Sony Interactive Entertainment Patent Dives Into Providing a “DLSS”-Like Solution for Better Picture Quality

sony dlss

It would appear that Sony gaming division may be looking into some image and performance improvement solutions along the lines of Nvidia’s DLSS and AMD Fidelity FXSR, as their latest patent explores methods to improve image quality, and filling in missing data via a combination of machine learning and computer-based implementation.

Filed this past April, with it going public at the end of last month, the latest in patent from Sony Interactive Entertainment details a potential solution to offering users better image quality.

Digital images can contain regions of missing or corrupted image data. Missing or corrupted regions are referred to in the art as “holes”. Holes are normally undesirable, and methods of inferring what information is missing or corrupted are employed to fill the holes. Filling holes in images is also referred to as image completion or inpainting.

A variety of processes exist for filling holes in images. Machine learning inference techniques, which rely on trained processes, can fill holes in images with high-quality results. However, machine learning techniques are performance intensive, requiring powerful computer hardware and a large amount of time.

Holes in images arise in image-based rendering systems. For example, where there are two or more images representing perspectives of the same environment, there may be no image data corresponding to an intermediate perspective that a user would like to see. Alternatively, there may be some image data missing from one of the perspectives. Machine learning processes may be used to infer the intermediate perspective and to infer the missing image data. Executing machine learning processes to obtain missing data is computationally costly and time consuming.

An example of an image-based rendering system is a virtual reality device displaying a virtual reality environment. A user wearing a virtual reality headset is presented, by two monitors in the headset, with a representation of a three-dimensional scene. As the user moves their head, a new scene is generated and displayed according to the new position and orientation of the headset. In this way, a user can look around an object in the scene. Areas of the initial scene which become visible in the new scene due to the movement are described as being previously “occluded”. The displayed scenes may be generated by computer hardware in a personal computer or console connected to the headset, or by a cloud-based rendering service remote from the headset. A rate at which image data is supplied to the headset is limited by bandwidth of the connection between the headset and the computer, console, or the cloud-based rendering system. Consequently, sometimes, not all the data required at a given time to entirely construct and display a scene is available due to bandwidth limitations or interruptions. Holes in the image data making up the scene are an undesired result and have a significant negative impact on the immersion experienced by the user.

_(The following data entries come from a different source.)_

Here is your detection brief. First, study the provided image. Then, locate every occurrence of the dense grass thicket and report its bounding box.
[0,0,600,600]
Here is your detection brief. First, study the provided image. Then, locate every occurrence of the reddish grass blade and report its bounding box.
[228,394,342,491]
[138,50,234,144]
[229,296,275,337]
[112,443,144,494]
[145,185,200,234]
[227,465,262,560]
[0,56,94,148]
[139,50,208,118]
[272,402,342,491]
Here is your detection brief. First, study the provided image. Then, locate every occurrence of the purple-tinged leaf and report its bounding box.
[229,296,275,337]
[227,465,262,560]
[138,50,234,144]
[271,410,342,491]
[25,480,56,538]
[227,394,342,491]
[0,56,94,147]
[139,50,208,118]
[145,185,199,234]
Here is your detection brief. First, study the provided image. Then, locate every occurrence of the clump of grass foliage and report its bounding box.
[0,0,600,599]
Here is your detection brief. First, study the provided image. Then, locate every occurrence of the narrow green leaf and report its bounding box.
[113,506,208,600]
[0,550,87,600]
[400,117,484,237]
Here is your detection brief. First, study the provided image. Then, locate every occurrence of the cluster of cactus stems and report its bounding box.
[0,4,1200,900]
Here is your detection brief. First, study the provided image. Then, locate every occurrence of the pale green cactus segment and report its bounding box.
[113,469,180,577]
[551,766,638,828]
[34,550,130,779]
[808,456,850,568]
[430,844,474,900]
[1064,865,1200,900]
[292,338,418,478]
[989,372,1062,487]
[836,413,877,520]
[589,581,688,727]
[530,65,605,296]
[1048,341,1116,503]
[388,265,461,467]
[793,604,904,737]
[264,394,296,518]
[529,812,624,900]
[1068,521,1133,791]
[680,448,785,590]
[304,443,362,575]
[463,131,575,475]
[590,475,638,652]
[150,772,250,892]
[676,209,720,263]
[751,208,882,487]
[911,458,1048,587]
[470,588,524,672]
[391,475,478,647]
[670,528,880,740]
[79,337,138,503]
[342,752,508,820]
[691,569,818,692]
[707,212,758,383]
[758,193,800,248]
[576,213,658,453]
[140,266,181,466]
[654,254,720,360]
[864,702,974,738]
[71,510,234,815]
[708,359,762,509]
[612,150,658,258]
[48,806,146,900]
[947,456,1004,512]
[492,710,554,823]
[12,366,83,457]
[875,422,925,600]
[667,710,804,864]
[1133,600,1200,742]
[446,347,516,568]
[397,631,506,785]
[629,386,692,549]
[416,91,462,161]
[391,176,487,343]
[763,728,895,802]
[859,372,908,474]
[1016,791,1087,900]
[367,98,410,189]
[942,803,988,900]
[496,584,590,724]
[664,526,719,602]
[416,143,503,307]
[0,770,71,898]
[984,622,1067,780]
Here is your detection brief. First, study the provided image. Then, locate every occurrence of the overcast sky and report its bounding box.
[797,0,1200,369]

It goes on to state an advantage of this would reduce the load on a processor of said hardware.

This advantageously enables the hole to be filled quickly and efficiently, while increasing the likelihood of achieving a high-quality result. Nearby pixels having different material identifiers to the hole pixel are more likely to look different to the missing pixel data, than those with matching material identifiers. Therefore, using pixels with the same material identifiers advantageously reduces the computational burden on a processor, while more closely achieving an appropriately filled pixel. The determination of the average may include weighting values of the surrounding pixels to be averaged.

This enables some surrounding pixels to contribute more to the average than others, thereby advantageously increasing the versatility of the filling process according to the image being processed. The second filling process may include a machine learning inference process.

Machine learning inference processes provide high quality image filling results. By providing a machine learning inference process as the second filling process, advantageously an improved balance between speed and quality of image processing is achieved.

Some illustration are provided to outline the flow of the process along with a showcase of some before and after images.

This goes without saying with this being a patent and all, it doesn’t necessarily mean we will ever see this happen. However, the company is no stranger to AI based technology as their latest in the Bravia line of TV, Bravia XR supports what is called “cognitive intelligence”.  The explain:

The way we perceive the world is based on information coming from our eyes and ears to our brain at the same time. Conventional AI can only detect and analyze elements like color, contrast and detail individually. Cognitive Processor XR can cross-analyze every element at once, just as our brains do.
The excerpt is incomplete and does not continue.